(初出:20/06/29)
Amazonが本気を出してきました・・・
実用化に向けて着々と進化する”空飛ぶクルマ”(参考記事)と並び、業界を問わず、さまざまな企業が参入の機会をうかがっているのが、AIによる車の”自動運転”技術。
その顔触れはというと、日本で判明しているだけでも、トヨタ(参考記事)を筆頭に、NTT(参考記事)、ソニー(参考記事) アマノとアイシン精機(参考記事)など錚々たる顔触れ。
そして海外では、グーグルが自動運転に力を入れているとして有名です。
米グーグルを傘下に持つアルファベットは近年、自動車産業にとって脅威と見なされている。グーグル時代からAI(人工知能)を駆使した自動運転車の開発で世界をリードしてきたからだ。自動運転部門は現在、「ウェイモ」として子会社化されている。AI技術では当然、グーグルなどアルファベット傘下企業と二人三脚の体制を築いている。
出典:日経新聞ウェブサイト 20/01/20 「自動車産業の「破壊者」米ウェイモの正体」https://www.nikkei.com/article/DGXMZO54423040V10C20A1000000/
なによりグーグルは早くから、車関連の技術としてスマートフォンがカーナビ代わりになってしまうサービス「Google Maps」を無料で提供し、世界をあっといわせた実績があります(参考記事)。
しかし先日発表された”自動運転”に関する報道で主役となったのは、グーグルではありませんでした。
米ネット通販大手アマゾン・ドット・コムは26日、自動運転技術開発の米ズークス(Zoox)を買収すると発表した。アマゾンは無人配送など物流網の効率化へ投資を強化しており、有力スタートアップ企業の買収で先端技術分野での優位性を高める。

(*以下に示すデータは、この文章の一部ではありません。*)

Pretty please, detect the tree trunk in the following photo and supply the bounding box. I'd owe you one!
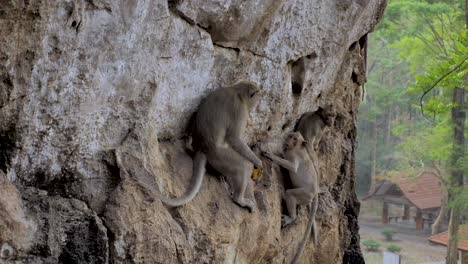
[369,120,377,193]
[431,165,448,235]
[431,184,448,235]
[446,86,468,264]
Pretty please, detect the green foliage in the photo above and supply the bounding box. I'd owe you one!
[387,244,401,253]
[362,239,381,251]
[382,227,396,241]
[356,0,468,202]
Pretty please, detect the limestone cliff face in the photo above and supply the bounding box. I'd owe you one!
[0,0,386,264]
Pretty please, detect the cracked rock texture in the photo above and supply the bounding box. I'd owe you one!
[0,0,386,264]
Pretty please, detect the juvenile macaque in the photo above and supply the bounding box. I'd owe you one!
[161,81,263,212]
[263,132,319,263]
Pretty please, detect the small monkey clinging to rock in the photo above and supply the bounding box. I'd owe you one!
[161,81,263,212]
[263,132,319,263]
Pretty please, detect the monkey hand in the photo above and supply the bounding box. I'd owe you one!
[262,151,273,160]
[253,157,263,169]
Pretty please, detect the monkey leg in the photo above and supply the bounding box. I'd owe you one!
[207,147,256,212]
[281,188,312,227]
[310,196,318,245]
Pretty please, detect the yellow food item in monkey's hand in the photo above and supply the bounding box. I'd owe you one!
[250,168,263,181]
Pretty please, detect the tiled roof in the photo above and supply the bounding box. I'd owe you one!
[397,172,442,210]
[428,225,468,251]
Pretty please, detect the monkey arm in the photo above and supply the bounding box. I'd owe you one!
[264,152,299,173]
[228,137,263,168]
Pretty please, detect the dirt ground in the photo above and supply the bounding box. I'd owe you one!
[359,202,446,264]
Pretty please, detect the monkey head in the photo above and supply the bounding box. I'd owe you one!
[284,132,307,150]
[233,81,261,109]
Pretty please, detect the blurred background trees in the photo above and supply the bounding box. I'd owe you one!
[356,0,468,263]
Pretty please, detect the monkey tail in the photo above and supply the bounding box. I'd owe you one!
[161,151,206,207]
[291,197,318,264]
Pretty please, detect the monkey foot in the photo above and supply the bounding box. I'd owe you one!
[234,198,256,213]
[281,215,295,228]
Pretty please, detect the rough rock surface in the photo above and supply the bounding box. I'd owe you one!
[0,0,386,264]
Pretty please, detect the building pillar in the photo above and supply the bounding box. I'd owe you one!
[382,202,388,225]
[403,204,410,220]
[414,209,424,230]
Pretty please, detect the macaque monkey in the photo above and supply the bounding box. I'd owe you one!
[263,132,319,263]
[161,81,263,212]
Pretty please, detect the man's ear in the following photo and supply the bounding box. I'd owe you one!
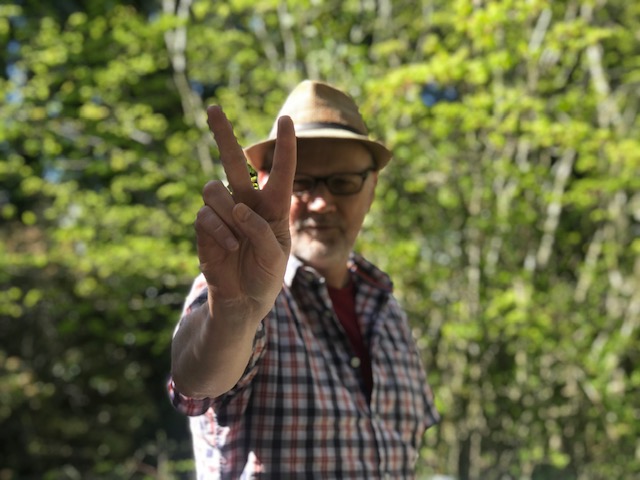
[367,170,378,212]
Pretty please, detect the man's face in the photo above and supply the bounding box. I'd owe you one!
[262,139,378,275]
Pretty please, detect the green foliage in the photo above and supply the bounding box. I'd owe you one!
[0,0,640,480]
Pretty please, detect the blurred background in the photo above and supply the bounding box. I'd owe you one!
[0,0,640,480]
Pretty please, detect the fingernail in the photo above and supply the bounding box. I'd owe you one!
[235,203,251,222]
[225,237,238,250]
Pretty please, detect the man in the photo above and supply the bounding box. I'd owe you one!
[169,81,438,479]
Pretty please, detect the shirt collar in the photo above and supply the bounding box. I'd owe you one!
[284,253,393,293]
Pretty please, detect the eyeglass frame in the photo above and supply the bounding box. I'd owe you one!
[292,167,377,197]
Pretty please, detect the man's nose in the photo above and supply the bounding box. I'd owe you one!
[307,182,334,212]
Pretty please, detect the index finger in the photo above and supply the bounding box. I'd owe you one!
[264,115,298,201]
[207,105,253,193]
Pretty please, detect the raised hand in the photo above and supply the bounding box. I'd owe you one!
[195,106,296,318]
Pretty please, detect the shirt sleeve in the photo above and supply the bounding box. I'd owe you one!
[167,274,266,416]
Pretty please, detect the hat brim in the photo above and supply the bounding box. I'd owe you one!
[244,128,392,170]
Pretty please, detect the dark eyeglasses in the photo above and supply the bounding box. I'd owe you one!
[293,167,375,197]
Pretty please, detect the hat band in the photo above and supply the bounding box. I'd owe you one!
[295,122,366,135]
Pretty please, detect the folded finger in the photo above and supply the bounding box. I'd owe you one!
[195,205,239,256]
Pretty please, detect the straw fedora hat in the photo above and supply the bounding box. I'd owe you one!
[244,80,391,170]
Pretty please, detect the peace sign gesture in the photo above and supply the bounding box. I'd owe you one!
[195,106,296,321]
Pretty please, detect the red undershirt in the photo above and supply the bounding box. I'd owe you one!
[329,282,373,398]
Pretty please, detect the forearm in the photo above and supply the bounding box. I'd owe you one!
[171,297,262,398]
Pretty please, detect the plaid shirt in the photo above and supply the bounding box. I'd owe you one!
[169,255,438,480]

出典:日経新聞ウェブサイト 20/02/26 「Amazon、自動運転の新興企業を買収 1300億円超か」https://www.nikkei.com/article/DGXMZO60885580W0A620C2I00000/
じつはAmazonは、今年(2020年)1月にも、”自動運転”技術のベンチャーに投資しています(参考記事)。
それから半年とたたずに、今回の買収話。
ほかにも、公になっていないだけで、水面下でさまざまな動きをしているはず。
新型コロナウイルスによる外出自粛はほとんどの業界に被害を与えましたが、ネット通販がメインのAmazonは、日用品を中心に逆に売上を伸ばしました。
ただ、その分、かさんだとされるのが流通コスト。
米アマゾン・ドット・コムは1-3月(第1四半期)決算で減益を発表するとともに、4-6月(第2四半期)は赤字になる可能性を明らかにした。新型コロナウイルスの感染拡大で物流業務の円滑な運営を維持するための支出が増えていると説明した。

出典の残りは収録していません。